LYDIA KWAO vs PASCAL MUAKO TCHEMO
2015
HIGH COURT
GHANA
CORAM
- HIS LORDSHIP JUSTICE A. K. YEBOAH
Areas of Law
- Family Law
- Corporate Law
- Evidence Law
- Property and Real Estate Law
2015
HIGH COURT
GHANA
CORAM
AI Generated Summary
This case involves a petition filed by Lydia Kwao for the nullity of her marriage to Pascal Nuako Tchemo. The court found that the marriage was indeed null and void as Pascal was already married to another woman at the time of their Ordinance marriage. The court declared the properties acquired during their void marriage as joint properties and confirmed Pascal as a director and shareholder of Pasco M & Sons Ltd. Several prior cases and statutes were referenced, and legal principles were established regarding the supersession of customary marriages by Ordinance marriages, void marriages, joint properties, and corporate participation.
This is the final judgment in the petition filed by Lydia Kwao on 29th December 2011. In her amended petition filed on 15th July 2013, she prayed for a declaration that the marriage between her and Pascal Nuako Tchemo, the Respondent to the Petition is null and void, financial provision and cost.
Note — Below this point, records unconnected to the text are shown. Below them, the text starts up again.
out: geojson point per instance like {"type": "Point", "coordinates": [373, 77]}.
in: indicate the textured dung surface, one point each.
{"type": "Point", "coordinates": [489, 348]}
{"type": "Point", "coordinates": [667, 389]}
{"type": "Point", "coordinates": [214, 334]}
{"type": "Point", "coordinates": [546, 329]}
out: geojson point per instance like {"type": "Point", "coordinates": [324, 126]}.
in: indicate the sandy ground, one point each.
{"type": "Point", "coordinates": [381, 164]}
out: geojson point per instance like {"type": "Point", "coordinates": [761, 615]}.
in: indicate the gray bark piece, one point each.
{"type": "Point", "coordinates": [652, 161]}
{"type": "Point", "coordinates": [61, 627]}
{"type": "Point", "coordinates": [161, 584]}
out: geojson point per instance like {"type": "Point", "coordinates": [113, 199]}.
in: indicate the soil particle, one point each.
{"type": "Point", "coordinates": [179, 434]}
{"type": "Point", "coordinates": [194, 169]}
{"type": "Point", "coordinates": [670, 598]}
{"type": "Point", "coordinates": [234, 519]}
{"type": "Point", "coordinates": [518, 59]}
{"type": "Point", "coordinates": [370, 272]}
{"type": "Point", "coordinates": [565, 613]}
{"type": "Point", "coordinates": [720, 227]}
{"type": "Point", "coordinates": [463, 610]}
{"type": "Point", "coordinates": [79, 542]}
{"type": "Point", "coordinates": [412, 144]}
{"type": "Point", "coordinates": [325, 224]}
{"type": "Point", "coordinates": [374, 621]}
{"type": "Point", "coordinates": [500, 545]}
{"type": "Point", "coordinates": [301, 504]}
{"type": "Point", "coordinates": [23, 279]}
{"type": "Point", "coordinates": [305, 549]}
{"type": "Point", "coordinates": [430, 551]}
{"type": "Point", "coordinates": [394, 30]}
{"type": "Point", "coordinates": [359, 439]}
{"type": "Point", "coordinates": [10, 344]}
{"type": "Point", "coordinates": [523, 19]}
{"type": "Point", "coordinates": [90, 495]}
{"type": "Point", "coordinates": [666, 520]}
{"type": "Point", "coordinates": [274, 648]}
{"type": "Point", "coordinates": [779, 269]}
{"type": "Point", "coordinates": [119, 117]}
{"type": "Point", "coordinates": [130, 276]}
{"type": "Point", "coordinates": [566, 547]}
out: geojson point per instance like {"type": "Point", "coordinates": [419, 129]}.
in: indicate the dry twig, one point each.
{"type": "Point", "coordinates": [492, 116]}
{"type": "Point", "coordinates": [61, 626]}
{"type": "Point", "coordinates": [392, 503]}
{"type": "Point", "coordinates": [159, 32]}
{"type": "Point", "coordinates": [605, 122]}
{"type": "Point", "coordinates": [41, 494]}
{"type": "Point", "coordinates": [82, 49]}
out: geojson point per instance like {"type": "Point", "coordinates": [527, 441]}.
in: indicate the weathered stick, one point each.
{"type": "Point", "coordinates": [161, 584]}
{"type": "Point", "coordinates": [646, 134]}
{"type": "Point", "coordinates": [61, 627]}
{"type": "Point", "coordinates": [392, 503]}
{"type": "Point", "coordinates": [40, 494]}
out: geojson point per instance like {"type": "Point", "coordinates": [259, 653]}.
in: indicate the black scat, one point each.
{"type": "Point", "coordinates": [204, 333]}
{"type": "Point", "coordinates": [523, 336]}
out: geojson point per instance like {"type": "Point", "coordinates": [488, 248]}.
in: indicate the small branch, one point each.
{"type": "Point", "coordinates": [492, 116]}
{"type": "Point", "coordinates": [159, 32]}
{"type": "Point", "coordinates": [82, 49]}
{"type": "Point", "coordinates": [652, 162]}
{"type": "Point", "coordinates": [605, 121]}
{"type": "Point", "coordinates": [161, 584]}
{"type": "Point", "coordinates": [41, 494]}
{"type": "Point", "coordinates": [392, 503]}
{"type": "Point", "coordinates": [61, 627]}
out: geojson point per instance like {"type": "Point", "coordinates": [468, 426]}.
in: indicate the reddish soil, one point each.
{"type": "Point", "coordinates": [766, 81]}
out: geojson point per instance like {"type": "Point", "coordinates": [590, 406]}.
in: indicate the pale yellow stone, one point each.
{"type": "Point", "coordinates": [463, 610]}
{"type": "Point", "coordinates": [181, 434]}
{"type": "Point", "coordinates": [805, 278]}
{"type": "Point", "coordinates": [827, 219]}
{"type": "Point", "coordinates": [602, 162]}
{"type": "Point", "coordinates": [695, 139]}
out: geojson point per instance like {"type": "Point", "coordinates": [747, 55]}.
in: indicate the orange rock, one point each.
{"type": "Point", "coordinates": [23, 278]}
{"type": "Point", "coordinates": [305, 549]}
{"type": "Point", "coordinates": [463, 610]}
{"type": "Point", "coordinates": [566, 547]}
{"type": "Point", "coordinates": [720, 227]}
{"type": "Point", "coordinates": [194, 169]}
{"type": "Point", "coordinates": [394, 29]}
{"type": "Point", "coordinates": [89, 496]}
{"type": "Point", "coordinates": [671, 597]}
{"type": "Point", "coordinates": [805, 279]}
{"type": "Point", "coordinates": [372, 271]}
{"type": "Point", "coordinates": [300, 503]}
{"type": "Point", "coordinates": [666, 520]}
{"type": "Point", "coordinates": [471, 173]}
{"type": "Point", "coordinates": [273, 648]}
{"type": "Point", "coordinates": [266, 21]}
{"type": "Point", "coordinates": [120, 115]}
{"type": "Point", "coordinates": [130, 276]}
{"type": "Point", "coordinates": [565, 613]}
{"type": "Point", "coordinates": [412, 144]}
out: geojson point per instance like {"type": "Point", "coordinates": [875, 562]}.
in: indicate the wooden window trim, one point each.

In his amended answer to the Petition filed on 15th December 2014, the Respondent also cross-petitioned for a declaration that themarriage is null and void, recovery of specified sums of money from the Petitioner and a number of properties acquired during the marriage.
It is instructive to note from the onset that in their unamended petition and answer, both the Petitioner and the Respondent had prayed for dissolution of the marriage between them.
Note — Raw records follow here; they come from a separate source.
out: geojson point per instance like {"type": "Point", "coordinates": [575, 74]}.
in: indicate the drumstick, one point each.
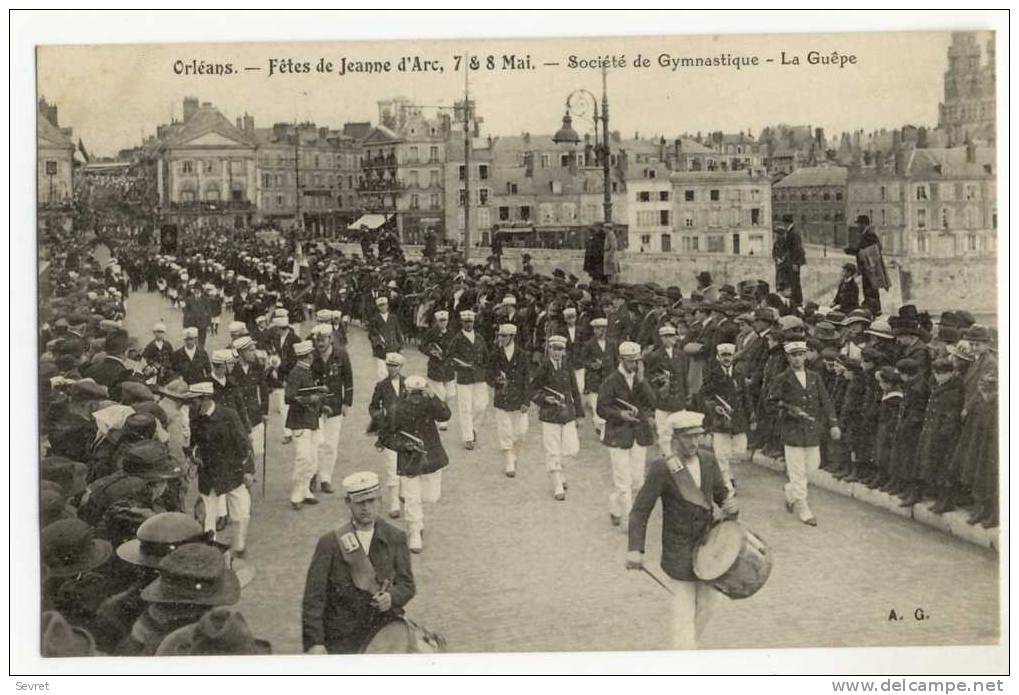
{"type": "Point", "coordinates": [655, 578]}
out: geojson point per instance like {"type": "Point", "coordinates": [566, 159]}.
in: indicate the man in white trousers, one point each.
{"type": "Point", "coordinates": [508, 375]}
{"type": "Point", "coordinates": [627, 404]}
{"type": "Point", "coordinates": [303, 420]}
{"type": "Point", "coordinates": [331, 368]}
{"type": "Point", "coordinates": [553, 388]}
{"type": "Point", "coordinates": [387, 391]}
{"type": "Point", "coordinates": [469, 357]}
{"type": "Point", "coordinates": [689, 484]}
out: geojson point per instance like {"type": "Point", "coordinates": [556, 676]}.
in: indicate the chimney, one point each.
{"type": "Point", "coordinates": [970, 152]}
{"type": "Point", "coordinates": [190, 108]}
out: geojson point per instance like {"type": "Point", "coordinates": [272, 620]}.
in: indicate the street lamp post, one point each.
{"type": "Point", "coordinates": [567, 135]}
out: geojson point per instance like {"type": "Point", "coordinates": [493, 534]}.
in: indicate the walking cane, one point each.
{"type": "Point", "coordinates": [655, 578]}
{"type": "Point", "coordinates": [265, 445]}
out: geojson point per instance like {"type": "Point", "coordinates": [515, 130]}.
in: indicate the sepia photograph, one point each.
{"type": "Point", "coordinates": [496, 344]}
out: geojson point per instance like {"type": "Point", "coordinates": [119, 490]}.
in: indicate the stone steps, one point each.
{"type": "Point", "coordinates": [953, 523]}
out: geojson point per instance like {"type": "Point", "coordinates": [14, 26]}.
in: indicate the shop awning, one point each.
{"type": "Point", "coordinates": [370, 221]}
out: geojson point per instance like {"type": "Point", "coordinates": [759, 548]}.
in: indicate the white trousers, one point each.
{"type": "Point", "coordinates": [238, 504]}
{"type": "Point", "coordinates": [664, 431]}
{"type": "Point", "coordinates": [693, 603]}
{"type": "Point", "coordinates": [472, 399]}
{"type": "Point", "coordinates": [628, 477]}
{"type": "Point", "coordinates": [512, 427]}
{"type": "Point", "coordinates": [728, 448]}
{"type": "Point", "coordinates": [305, 464]}
{"type": "Point", "coordinates": [426, 488]}
{"type": "Point", "coordinates": [592, 406]}
{"type": "Point", "coordinates": [800, 460]}
{"type": "Point", "coordinates": [579, 374]}
{"type": "Point", "coordinates": [329, 429]}
{"type": "Point", "coordinates": [558, 441]}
On the evidence, the Petitioner is a Ghanaian and the Respondent is a Cameroonian-born Canadian citizen.
Whilst doing business in Ghana, the Respondent met the Petitioner in Accra.
The Respondent was an importer and wholesaler engaged in the business of used clothing and the Petitioner was a retailer of used clothing.
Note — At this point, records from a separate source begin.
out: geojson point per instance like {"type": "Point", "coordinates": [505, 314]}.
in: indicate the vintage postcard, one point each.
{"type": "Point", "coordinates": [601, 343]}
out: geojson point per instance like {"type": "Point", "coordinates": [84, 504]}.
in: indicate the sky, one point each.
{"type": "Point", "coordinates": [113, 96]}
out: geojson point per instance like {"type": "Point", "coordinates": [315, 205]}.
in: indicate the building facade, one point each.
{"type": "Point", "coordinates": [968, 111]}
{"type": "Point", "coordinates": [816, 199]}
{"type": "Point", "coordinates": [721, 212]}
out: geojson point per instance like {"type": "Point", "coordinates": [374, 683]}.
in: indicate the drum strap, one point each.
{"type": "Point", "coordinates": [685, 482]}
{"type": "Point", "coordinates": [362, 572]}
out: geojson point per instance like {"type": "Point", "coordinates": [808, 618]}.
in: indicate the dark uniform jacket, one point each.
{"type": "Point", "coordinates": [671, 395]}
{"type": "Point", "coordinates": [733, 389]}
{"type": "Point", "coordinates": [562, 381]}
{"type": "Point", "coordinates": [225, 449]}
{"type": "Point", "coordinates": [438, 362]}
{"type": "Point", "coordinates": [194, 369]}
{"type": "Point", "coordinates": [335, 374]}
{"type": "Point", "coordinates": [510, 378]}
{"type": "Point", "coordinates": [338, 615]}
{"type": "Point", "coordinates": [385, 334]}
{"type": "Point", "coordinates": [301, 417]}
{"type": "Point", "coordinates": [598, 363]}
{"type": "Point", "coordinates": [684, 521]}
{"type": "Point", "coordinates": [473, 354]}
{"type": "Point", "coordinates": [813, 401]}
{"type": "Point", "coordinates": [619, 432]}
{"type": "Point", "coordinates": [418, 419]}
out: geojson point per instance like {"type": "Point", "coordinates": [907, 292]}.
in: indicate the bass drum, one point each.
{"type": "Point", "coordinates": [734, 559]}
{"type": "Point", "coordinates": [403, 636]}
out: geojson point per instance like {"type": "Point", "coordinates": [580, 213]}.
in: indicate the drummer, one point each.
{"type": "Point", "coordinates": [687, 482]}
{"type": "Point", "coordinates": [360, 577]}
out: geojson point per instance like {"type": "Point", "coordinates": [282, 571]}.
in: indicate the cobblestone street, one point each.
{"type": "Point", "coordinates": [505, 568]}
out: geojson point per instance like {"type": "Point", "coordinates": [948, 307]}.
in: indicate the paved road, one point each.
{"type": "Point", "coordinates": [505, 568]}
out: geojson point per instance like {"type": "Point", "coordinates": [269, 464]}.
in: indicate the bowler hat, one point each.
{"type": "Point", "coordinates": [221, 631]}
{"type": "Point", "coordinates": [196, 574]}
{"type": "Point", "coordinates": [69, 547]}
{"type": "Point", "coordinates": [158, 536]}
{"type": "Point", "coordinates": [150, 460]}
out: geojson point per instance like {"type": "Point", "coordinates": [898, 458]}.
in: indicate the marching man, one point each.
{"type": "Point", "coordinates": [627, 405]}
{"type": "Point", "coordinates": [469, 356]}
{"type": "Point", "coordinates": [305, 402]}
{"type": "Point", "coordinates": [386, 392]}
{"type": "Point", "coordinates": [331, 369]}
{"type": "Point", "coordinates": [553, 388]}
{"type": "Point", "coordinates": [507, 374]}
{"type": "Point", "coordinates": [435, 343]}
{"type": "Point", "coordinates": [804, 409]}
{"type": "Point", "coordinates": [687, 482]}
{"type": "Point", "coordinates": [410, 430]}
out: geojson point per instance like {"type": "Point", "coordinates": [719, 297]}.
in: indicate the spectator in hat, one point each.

Their meeting developed into a love relationship.
They initially celebrated Akan Customary Marriage at Nkoranza in the Brong Ahafo Region and on 30th August 2003 upgraded it to an Ordinance Marriage.
The date of their first meeting was 2003. In proof of the customary law marriage the Respondent tendered Exhibits 25, 25A, 25B and 26. These are photographs of the marriage ceremony at Nkoranza.
To prove the subsequent Ordinance Marriage, the Petitioner tendered Exhibit ‘A’ dated 30th August 2003. On the basis of these exhibits implying a marriage, both parties initially pleaded a valid marriage and prayed for its dissolution by the Court.
In the course of the proceedings they turned tail to pray for a declaration that the marriage captured in these Exhibits is null and void.
However, for her part, when the Petitioner entered the witness box to testify, she led evidence not to support her proposition that the marriage is null and void, but rather in support of her prayer in the unamended petition that the marriage be dissolved.
Is the marriage between the parties null and void? Clearly, the moment the Ordinance Marriage between the parties came into force or operation on 30th August 2003, the customary marriage ceased to exist in law.
Given the incidents of both marriages particularly as regards polygamy and monogamy, both cannot conceptually and legally exist at the same time.